= Anatoliy Daron =

Russian rocket engineer and scientist (1926–2020)

Anatoliy Davidovich Daron (26 April 1926 – 24 June 2020) was a Russian rocket engineer and scientist, who created the engines for the rockets that delivered the first satellite and the first Soviet cosmonaut, Yuri Gagarin, into space.

Daron made a significant contribution to the development of the first experimental chambers KS-50 and ED-140. He was a leading designer in the development of the RD-107 and RD-108 liquid-propellant rocket engines for the R-7 rocket family, as well as the RD-270 for the UR-700 launch vehicle.

== Biography ==
Daron was born in Odesa, Ukraine to a Jewish family. When he was 12, his family fled Odesa to Kislovodsk during World War II to escape the advance of the Romanian Army.
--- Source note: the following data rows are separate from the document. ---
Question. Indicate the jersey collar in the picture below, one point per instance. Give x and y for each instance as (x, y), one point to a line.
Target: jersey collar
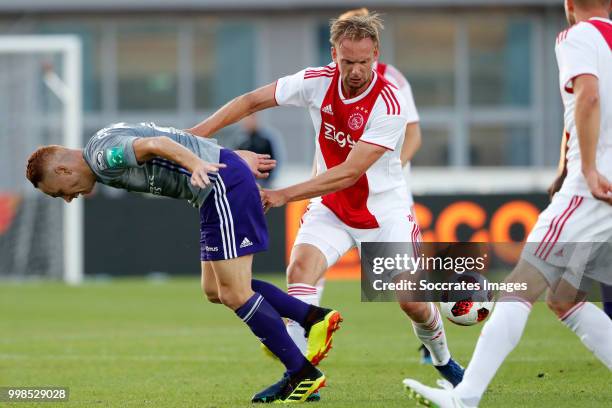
(605, 20)
(358, 97)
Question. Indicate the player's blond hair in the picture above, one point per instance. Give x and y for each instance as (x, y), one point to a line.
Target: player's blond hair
(355, 28)
(360, 12)
(592, 3)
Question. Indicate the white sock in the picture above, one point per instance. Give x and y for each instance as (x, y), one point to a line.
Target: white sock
(431, 333)
(305, 293)
(320, 287)
(594, 328)
(499, 336)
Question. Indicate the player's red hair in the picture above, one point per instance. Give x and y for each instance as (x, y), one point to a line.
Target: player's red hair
(592, 3)
(37, 163)
(360, 12)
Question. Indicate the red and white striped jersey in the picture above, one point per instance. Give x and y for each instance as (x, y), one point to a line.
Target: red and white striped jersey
(377, 116)
(586, 49)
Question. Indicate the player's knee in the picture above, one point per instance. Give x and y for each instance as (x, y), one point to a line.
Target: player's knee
(211, 293)
(299, 271)
(558, 307)
(417, 311)
(232, 300)
(212, 296)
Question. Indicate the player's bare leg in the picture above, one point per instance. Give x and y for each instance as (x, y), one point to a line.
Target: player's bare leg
(306, 266)
(590, 323)
(209, 283)
(499, 336)
(235, 291)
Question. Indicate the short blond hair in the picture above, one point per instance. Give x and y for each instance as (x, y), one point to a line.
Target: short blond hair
(592, 3)
(355, 28)
(360, 12)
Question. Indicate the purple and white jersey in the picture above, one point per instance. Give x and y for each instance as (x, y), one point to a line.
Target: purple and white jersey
(110, 154)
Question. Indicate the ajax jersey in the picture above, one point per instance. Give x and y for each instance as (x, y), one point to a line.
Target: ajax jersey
(586, 49)
(378, 117)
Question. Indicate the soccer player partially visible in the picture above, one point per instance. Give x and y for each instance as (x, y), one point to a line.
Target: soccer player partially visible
(172, 163)
(580, 213)
(360, 120)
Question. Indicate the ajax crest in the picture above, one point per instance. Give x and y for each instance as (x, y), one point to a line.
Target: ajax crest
(356, 121)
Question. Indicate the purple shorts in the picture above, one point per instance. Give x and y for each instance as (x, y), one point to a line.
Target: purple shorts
(232, 222)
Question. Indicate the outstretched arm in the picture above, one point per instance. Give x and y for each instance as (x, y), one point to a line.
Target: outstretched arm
(561, 170)
(162, 146)
(235, 110)
(412, 142)
(588, 119)
(337, 178)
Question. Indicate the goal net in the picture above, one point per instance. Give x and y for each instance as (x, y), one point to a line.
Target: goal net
(40, 104)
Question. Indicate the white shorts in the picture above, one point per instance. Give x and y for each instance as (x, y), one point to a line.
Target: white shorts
(324, 230)
(571, 240)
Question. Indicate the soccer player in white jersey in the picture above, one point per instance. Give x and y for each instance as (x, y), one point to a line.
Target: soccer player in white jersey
(411, 144)
(580, 213)
(359, 120)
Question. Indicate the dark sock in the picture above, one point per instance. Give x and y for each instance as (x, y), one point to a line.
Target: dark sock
(265, 322)
(288, 306)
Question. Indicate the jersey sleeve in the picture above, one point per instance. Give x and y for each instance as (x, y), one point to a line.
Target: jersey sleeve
(398, 79)
(290, 90)
(385, 131)
(576, 54)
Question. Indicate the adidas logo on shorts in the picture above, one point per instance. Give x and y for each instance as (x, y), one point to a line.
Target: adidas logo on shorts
(245, 243)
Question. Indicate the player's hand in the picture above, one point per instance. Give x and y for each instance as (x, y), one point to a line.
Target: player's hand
(556, 186)
(599, 186)
(260, 164)
(272, 198)
(199, 174)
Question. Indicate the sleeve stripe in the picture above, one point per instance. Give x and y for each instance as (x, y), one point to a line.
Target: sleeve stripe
(308, 76)
(326, 70)
(393, 106)
(376, 144)
(394, 99)
(386, 103)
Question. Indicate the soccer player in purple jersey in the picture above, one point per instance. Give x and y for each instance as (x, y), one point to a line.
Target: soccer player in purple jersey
(221, 183)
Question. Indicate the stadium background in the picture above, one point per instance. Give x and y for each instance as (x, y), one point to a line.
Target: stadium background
(483, 75)
(485, 81)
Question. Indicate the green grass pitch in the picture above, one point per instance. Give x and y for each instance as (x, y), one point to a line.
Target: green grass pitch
(135, 343)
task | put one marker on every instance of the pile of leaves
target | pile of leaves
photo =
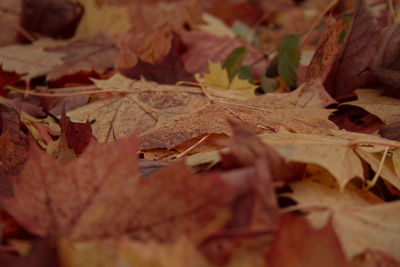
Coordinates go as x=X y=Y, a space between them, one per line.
x=199 y=133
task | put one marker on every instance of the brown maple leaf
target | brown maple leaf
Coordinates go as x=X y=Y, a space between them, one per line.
x=12 y=157
x=298 y=244
x=101 y=194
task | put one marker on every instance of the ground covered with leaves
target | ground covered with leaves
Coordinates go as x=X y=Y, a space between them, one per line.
x=199 y=133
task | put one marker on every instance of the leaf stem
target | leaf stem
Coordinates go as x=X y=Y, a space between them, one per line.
x=370 y=184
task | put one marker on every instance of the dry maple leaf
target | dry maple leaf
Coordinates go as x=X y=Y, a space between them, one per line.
x=359 y=222
x=202 y=46
x=114 y=19
x=31 y=60
x=10 y=118
x=170 y=115
x=95 y=54
x=336 y=152
x=100 y=194
x=298 y=244
x=372 y=100
x=12 y=157
x=350 y=70
x=56 y=18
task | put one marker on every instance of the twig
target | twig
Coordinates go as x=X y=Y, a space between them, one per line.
x=193 y=146
x=370 y=184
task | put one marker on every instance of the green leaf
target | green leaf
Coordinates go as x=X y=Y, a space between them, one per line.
x=289 y=59
x=234 y=60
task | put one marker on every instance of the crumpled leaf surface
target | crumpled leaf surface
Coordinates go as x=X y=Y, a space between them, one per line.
x=360 y=226
x=31 y=60
x=333 y=152
x=172 y=115
x=95 y=54
x=372 y=100
x=87 y=198
x=308 y=246
x=12 y=157
x=350 y=68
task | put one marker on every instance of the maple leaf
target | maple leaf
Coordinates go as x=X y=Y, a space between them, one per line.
x=55 y=18
x=73 y=140
x=114 y=19
x=372 y=100
x=12 y=158
x=350 y=68
x=203 y=47
x=31 y=60
x=84 y=204
x=359 y=222
x=247 y=148
x=130 y=253
x=334 y=152
x=167 y=70
x=298 y=244
x=327 y=49
x=8 y=33
x=94 y=54
x=218 y=77
x=7 y=78
x=230 y=12
x=391 y=131
x=43 y=253
x=164 y=113
x=10 y=118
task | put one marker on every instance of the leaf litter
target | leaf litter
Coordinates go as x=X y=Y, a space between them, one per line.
x=237 y=176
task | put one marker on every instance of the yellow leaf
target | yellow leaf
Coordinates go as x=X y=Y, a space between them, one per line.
x=242 y=85
x=105 y=18
x=218 y=77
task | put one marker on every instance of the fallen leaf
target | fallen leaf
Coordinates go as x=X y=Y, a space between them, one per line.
x=334 y=152
x=298 y=244
x=8 y=33
x=218 y=76
x=372 y=100
x=215 y=26
x=10 y=117
x=95 y=54
x=360 y=227
x=42 y=254
x=202 y=47
x=230 y=12
x=83 y=204
x=247 y=148
x=130 y=253
x=391 y=131
x=164 y=112
x=167 y=70
x=56 y=18
x=356 y=119
x=327 y=49
x=350 y=70
x=12 y=158
x=114 y=19
x=390 y=79
x=288 y=59
x=7 y=78
x=31 y=60
x=73 y=140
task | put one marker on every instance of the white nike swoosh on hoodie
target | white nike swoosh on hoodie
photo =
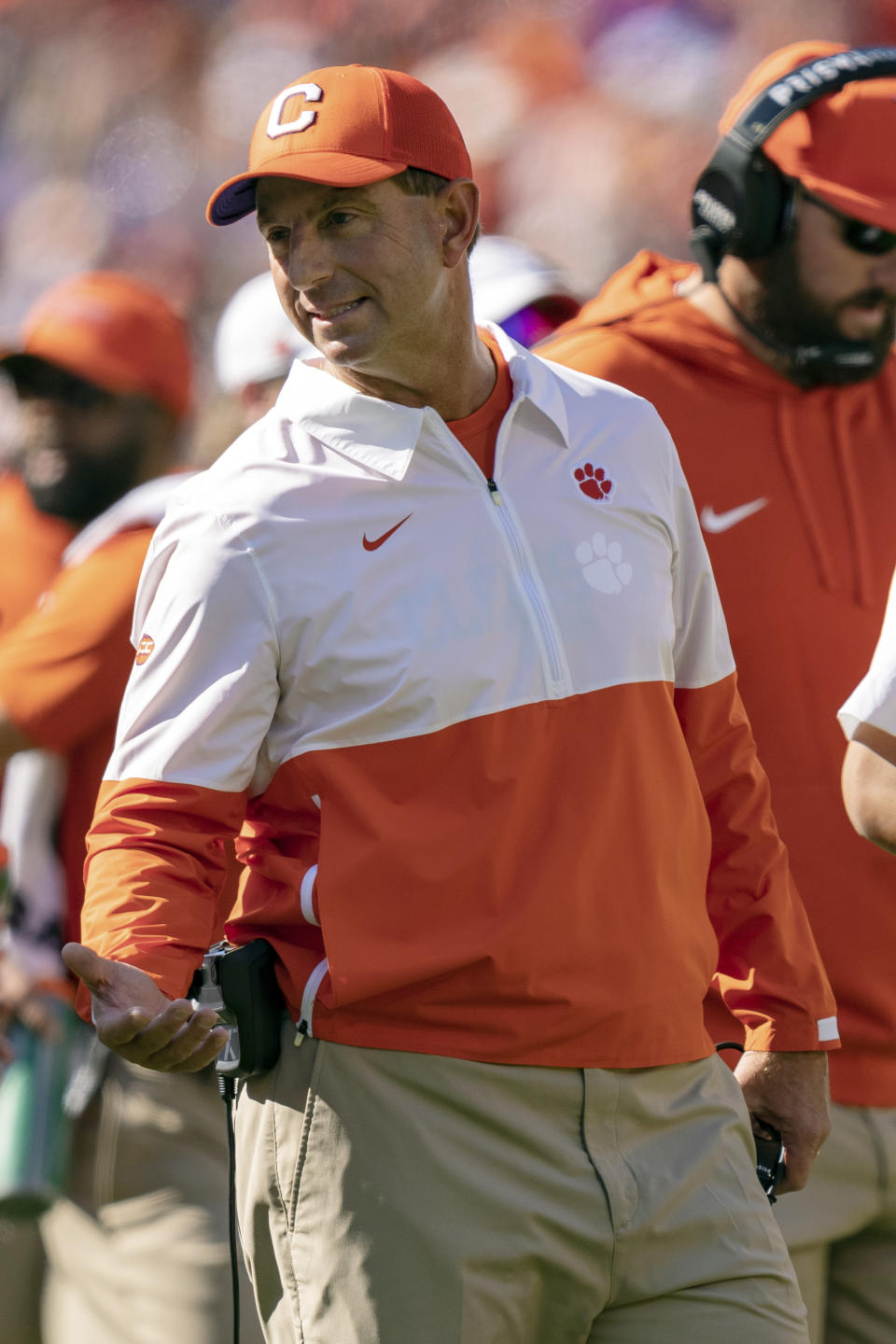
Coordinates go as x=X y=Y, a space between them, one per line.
x=712 y=522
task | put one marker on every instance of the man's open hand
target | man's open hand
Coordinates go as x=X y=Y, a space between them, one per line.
x=789 y=1089
x=134 y=1019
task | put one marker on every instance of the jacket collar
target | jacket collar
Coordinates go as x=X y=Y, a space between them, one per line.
x=383 y=434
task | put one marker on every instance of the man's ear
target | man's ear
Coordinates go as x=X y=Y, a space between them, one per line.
x=459 y=214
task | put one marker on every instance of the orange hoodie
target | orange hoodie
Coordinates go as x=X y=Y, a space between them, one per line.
x=797 y=497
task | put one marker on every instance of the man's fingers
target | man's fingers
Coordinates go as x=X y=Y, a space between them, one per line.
x=83 y=962
x=179 y=1038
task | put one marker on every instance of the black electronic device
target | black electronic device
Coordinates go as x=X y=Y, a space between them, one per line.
x=770 y=1157
x=241 y=986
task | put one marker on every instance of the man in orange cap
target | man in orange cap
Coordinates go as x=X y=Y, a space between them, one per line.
x=773 y=367
x=440 y=633
x=104 y=382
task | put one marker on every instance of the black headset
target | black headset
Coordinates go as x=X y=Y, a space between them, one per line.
x=742 y=199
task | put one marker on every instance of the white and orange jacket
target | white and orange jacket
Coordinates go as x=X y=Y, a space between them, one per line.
x=498 y=797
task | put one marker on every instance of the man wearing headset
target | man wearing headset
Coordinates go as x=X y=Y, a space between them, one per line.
x=776 y=375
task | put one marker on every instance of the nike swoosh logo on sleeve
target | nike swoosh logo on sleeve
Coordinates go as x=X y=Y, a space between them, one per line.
x=712 y=522
x=376 y=542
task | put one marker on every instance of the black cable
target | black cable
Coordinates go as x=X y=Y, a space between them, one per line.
x=227 y=1087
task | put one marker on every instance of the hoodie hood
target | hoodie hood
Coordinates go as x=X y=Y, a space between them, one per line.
x=648 y=290
x=644 y=333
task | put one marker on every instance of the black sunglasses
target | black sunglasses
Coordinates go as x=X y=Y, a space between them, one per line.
x=865 y=238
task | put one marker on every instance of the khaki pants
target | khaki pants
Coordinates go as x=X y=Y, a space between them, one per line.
x=390 y=1197
x=138 y=1253
x=841 y=1231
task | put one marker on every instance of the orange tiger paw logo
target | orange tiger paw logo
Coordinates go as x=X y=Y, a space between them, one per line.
x=594 y=482
x=144 y=648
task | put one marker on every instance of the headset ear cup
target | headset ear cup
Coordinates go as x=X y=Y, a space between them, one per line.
x=763 y=207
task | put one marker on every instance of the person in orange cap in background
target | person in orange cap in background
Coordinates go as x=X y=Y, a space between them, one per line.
x=391 y=643
x=253 y=351
x=103 y=375
x=771 y=363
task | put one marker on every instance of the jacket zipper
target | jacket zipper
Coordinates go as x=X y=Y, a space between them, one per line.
x=529 y=586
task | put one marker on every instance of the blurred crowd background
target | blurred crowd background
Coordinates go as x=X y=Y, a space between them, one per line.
x=587 y=119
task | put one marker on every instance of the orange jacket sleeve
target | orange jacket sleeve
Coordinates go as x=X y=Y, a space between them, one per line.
x=770 y=972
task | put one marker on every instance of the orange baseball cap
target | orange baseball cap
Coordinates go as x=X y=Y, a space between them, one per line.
x=835 y=146
x=115 y=332
x=345 y=127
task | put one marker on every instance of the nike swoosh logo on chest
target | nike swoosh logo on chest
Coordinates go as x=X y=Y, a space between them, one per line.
x=712 y=522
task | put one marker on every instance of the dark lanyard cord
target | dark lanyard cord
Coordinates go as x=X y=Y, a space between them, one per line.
x=227 y=1087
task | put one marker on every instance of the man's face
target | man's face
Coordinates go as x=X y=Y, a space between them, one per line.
x=817 y=289
x=357 y=271
x=79 y=448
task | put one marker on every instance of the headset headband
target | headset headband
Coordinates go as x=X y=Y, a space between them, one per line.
x=740 y=199
x=798 y=88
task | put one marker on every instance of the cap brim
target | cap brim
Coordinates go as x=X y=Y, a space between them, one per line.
x=237 y=196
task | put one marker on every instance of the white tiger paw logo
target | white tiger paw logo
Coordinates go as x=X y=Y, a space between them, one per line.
x=602 y=564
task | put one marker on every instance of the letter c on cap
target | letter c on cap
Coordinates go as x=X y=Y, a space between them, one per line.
x=314 y=93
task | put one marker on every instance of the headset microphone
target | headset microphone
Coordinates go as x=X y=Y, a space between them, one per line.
x=847 y=354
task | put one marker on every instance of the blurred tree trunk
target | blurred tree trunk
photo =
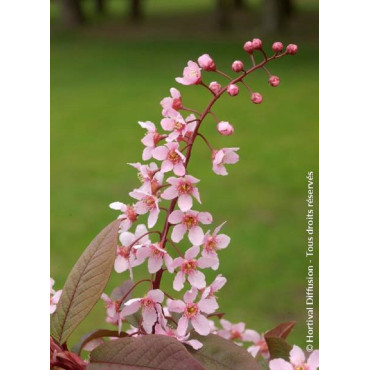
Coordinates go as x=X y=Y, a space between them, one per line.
x=72 y=14
x=136 y=10
x=276 y=13
x=100 y=6
x=224 y=14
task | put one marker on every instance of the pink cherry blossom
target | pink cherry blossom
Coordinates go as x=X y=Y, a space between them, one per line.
x=146 y=203
x=192 y=312
x=189 y=269
x=260 y=346
x=150 y=176
x=149 y=304
x=189 y=221
x=156 y=256
x=191 y=74
x=183 y=188
x=297 y=361
x=232 y=331
x=126 y=252
x=172 y=158
x=150 y=140
x=54 y=296
x=222 y=157
x=213 y=243
x=128 y=216
x=171 y=104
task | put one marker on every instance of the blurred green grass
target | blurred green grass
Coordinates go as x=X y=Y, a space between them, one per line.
x=101 y=86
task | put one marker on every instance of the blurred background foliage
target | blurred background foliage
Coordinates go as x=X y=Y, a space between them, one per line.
x=112 y=62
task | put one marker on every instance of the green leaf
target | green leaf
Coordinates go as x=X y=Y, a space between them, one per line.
x=85 y=283
x=157 y=352
x=220 y=354
x=278 y=348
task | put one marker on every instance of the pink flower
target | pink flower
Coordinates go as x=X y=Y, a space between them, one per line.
x=146 y=203
x=274 y=81
x=189 y=268
x=189 y=221
x=237 y=66
x=171 y=104
x=128 y=216
x=260 y=346
x=172 y=158
x=225 y=128
x=233 y=90
x=297 y=361
x=150 y=140
x=150 y=176
x=207 y=63
x=277 y=47
x=191 y=74
x=192 y=312
x=149 y=305
x=215 y=87
x=126 y=252
x=54 y=296
x=156 y=256
x=232 y=331
x=256 y=98
x=292 y=49
x=183 y=188
x=222 y=157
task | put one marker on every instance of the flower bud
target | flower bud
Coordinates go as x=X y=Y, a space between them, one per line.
x=257 y=44
x=292 y=49
x=256 y=98
x=232 y=90
x=277 y=47
x=225 y=128
x=248 y=47
x=237 y=66
x=215 y=87
x=274 y=81
x=206 y=62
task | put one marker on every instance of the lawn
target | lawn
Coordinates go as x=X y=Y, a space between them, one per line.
x=103 y=82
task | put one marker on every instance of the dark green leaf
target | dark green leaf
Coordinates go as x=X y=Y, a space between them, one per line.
x=85 y=283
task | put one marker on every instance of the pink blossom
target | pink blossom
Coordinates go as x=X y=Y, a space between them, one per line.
x=222 y=157
x=277 y=47
x=256 y=98
x=150 y=140
x=213 y=243
x=192 y=312
x=183 y=188
x=191 y=75
x=172 y=158
x=128 y=216
x=156 y=256
x=54 y=296
x=189 y=268
x=146 y=203
x=274 y=81
x=233 y=90
x=215 y=87
x=297 y=361
x=207 y=63
x=171 y=104
x=126 y=252
x=225 y=128
x=260 y=346
x=237 y=66
x=149 y=304
x=150 y=176
x=232 y=331
x=189 y=221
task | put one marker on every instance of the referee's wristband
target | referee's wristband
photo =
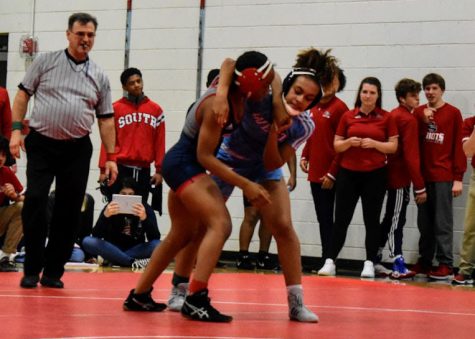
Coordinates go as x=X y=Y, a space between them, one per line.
x=17 y=125
x=111 y=157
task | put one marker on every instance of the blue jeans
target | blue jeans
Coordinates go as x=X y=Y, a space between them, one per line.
x=114 y=254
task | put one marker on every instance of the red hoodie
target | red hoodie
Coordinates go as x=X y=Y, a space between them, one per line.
x=5 y=114
x=442 y=157
x=404 y=166
x=140 y=134
x=319 y=150
x=467 y=129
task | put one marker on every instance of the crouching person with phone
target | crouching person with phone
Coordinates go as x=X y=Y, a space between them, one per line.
x=124 y=238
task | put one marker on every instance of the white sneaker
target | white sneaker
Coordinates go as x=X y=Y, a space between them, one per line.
x=177 y=297
x=368 y=270
x=328 y=269
x=298 y=311
x=382 y=271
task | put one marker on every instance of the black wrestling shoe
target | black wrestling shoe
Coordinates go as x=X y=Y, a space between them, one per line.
x=51 y=282
x=142 y=302
x=29 y=281
x=197 y=306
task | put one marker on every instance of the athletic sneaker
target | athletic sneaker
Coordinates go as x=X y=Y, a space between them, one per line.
x=244 y=262
x=381 y=271
x=328 y=269
x=197 y=306
x=462 y=279
x=442 y=272
x=140 y=263
x=298 y=311
x=368 y=269
x=142 y=302
x=421 y=269
x=177 y=297
x=400 y=270
x=265 y=262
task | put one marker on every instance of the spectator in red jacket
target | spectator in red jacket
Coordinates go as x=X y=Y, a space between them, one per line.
x=319 y=158
x=11 y=204
x=5 y=114
x=403 y=168
x=364 y=136
x=140 y=136
x=443 y=164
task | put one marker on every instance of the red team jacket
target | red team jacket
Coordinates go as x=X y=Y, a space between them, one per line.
x=140 y=130
x=467 y=129
x=319 y=150
x=442 y=156
x=378 y=125
x=404 y=165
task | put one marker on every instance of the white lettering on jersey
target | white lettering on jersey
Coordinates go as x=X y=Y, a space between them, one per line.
x=139 y=117
x=434 y=137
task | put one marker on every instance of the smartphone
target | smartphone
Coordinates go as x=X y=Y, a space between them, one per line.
x=126 y=202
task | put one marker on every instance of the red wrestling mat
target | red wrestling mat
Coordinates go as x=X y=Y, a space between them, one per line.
x=91 y=307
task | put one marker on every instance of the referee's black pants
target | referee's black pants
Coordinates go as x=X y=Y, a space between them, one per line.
x=351 y=185
x=66 y=162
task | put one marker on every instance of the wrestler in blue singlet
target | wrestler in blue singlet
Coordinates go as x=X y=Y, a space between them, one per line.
x=180 y=164
x=243 y=149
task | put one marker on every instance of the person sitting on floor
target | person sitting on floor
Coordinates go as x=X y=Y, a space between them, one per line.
x=120 y=238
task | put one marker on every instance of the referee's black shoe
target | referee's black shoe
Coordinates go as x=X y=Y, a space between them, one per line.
x=142 y=302
x=197 y=306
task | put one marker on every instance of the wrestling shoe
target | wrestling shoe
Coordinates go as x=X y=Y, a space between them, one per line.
x=140 y=263
x=244 y=262
x=442 y=272
x=197 y=306
x=381 y=271
x=400 y=270
x=142 y=302
x=462 y=279
x=298 y=311
x=328 y=269
x=177 y=297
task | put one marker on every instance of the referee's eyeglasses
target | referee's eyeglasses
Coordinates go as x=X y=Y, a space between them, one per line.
x=82 y=35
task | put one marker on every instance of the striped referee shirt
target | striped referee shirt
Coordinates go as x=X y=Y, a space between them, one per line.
x=67 y=95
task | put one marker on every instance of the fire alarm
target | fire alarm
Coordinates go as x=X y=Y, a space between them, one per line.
x=28 y=46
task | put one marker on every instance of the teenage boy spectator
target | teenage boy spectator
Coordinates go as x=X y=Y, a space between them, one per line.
x=403 y=167
x=11 y=203
x=443 y=164
x=467 y=254
x=70 y=92
x=120 y=238
x=319 y=158
x=5 y=114
x=140 y=136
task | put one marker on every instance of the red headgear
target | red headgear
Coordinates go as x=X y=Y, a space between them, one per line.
x=250 y=79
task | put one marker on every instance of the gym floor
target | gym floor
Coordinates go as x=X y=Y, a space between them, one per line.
x=90 y=306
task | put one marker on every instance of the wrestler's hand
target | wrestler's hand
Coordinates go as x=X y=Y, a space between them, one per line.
x=16 y=143
x=256 y=194
x=304 y=165
x=220 y=108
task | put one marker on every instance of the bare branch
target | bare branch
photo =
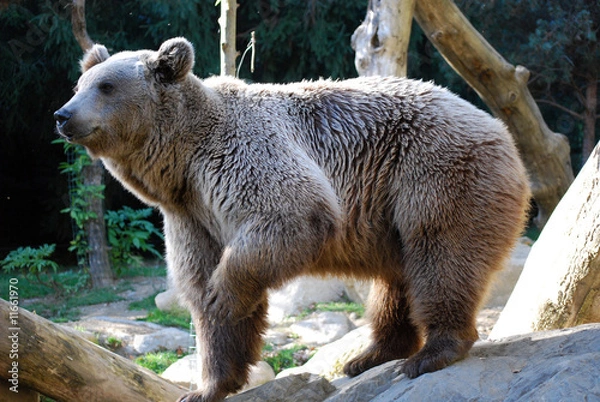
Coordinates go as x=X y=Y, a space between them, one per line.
x=79 y=25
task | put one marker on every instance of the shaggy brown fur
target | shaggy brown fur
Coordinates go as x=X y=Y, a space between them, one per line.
x=384 y=178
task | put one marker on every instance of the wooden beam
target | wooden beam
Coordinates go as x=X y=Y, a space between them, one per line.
x=59 y=363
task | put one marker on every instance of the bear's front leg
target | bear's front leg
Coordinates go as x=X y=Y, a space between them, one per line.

In 1948, Daron graduated from the Moscow Aviation Institute, specializing in liquid propellant for rockets. He became the lead engineer of the liquid propellant rocket engines of the Experimental Design Bureau No. 456 (OKB-456). He developed the RD-107 and RD-108 for the R-7, providing the Soviet Union with ICBM capability.

Daron's engines were also used for the Sputnik rocket and for all Soviet Union piloted spacecraft; Vostok, Voskhod, and Soyuz. In 1957, he was also part of the Soviet nuclear program.

In 1998, the Russian Federation permitted Daron to go to the United States for heart surgery. He stayed there for the rest of his life.